What to do if your data is part of a major breach
By Michael Lloyd
You pay for goods and services daily with the knowledge that the company you're paying is likely storing some of your information somewhere, but you may not have considered that it might be unsafe -- until it wasn't.
In many cases, the information obtained in cyberattacks and data leaks won't contain enough detail to allow hackers direct access to your bank or credit card accounts. Most companies store account information in redacted form on their databases, blanking out key portions of customers' card and account numbers. However, cybercriminals will look to use the information they steal in other ways.
For instance, much of the data accessed in these types of attacks and leaks makes its way into marketplaces on the so-called dark web, meaning you can't just Google them. But fraudsters looking to target vulnerable people know how to find these marketplaces, and they go there to shop for data.
If you suspect your personal details may have been accessed in a breach, you'll need to take action to protect yourself.
your bank or credit card issuer.
If you suspect any of your banking or credit card information may have been accessed in a cyberattack or leak, contact your bank or card issuer.

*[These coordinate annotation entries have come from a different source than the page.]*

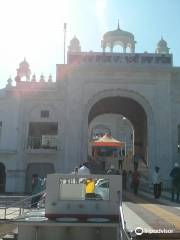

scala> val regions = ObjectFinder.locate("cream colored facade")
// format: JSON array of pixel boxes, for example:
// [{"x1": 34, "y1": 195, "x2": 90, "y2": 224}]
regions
[{"x1": 0, "y1": 26, "x2": 180, "y2": 192}]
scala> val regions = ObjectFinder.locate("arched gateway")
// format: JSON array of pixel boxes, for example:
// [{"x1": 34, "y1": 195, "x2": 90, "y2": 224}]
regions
[{"x1": 82, "y1": 89, "x2": 156, "y2": 175}]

"Pre-emptive action is important," Simon Dukes, chief executive of fraud prevention service Cifas, said in an emailed response to questions. "If you are a victim of a data breach then you should tell your bank or card issuers that your details have been compromised."
They may decide to monitor your accounts for suspicious activity. Doing this may also work in your favour if anyone accesses your accounts fraudulently, as you'll be able to say you've taken steps to protect yourself, letting you off the hook for liability.
on the alert for vishing and phishing attacks.
Scammers are increasingly using hacked data in vishing attacks, in which they call potential victims and pretend to be from the compromised company. These vishers are convincing, and often gain information that allows them access to victims' bank or credit card accounts. Alternatively, thieves may persuade targets to grant remote access to their computer, exposing online banking facilities and other valuable personal information.
Never grant remote access to any of your devices or disclose your PIN, online passwords or card details to a cold caller, regardless of how much information they seem to have about you or your relationship with the company from which they claim to be calling.
"Fraudsters can sound very plausible in the wake of a breach, but it's important to understand that no legitimate organisation will ever ask you to do this," Dukes said. "Also, if you willingly divulge information or transfer money to a fraudster, then you may be liable for losses that occur as a result. Be alert, be cautious, be prepared. And if you have elderly or vulnerable friends or relatives who have been affected by a data breach, make sure they are prepared, too."
Hackers might also send you emails or text messages (called phishing and smishing, respectively) that purport to be from the hacked company, asking you to click a link and update your personal information. Cybercriminals can then use the details you enter -- along with any other information they already have about you -- to access your accounts. Clicking links may also download malware onto your device, which criminals can use to harvest your personal information.
If you receive any suspicious phone calls, emails or text messages, call the company using the number on the back of your card or on the company's official website.
Move quickly to change passwords on any hacked accounts. If you use the same login details for any other accounts, change them there, too. Hackers know that many people use the same password across all their accounts, and may try to access any accounts they can.
The government's Cyber Streetwise campaign advises using three random words for your passwords. You can also choose a phrase, then use the first letter of each word in the phrase as your password. For example, "The quick brown fox jumps over the lazy dog" becomes "Tqbfjotld". Make it even more secure by adding numbers and symbols, or capitalizing certain characters.
You should not be using the same password for all your accounts, so if you do, consider changing your login credentials, regardless of whether or not you suspect your data was compromised.
your accounts and credit record.
In addition to keeping your own eye on your accounts for fraudulent activity, consider signing up for credit record monitoring services. These will alert you if anyone tries to make credit applications in your name, and offer some protection if hackers attempt to steal your identity. All of the credit reference agencies offer these types of services, and many companies that are victim to a data breach will offer customers a year's worth of free credit monitoring.
If a company you do business with has failed to keep your data safe, you might want to reconsider your relationship with it. Contact the firm in question to find out if it will allow you to terminate your contract. However, some companies may charge a fee if you terminate a contract before it's over.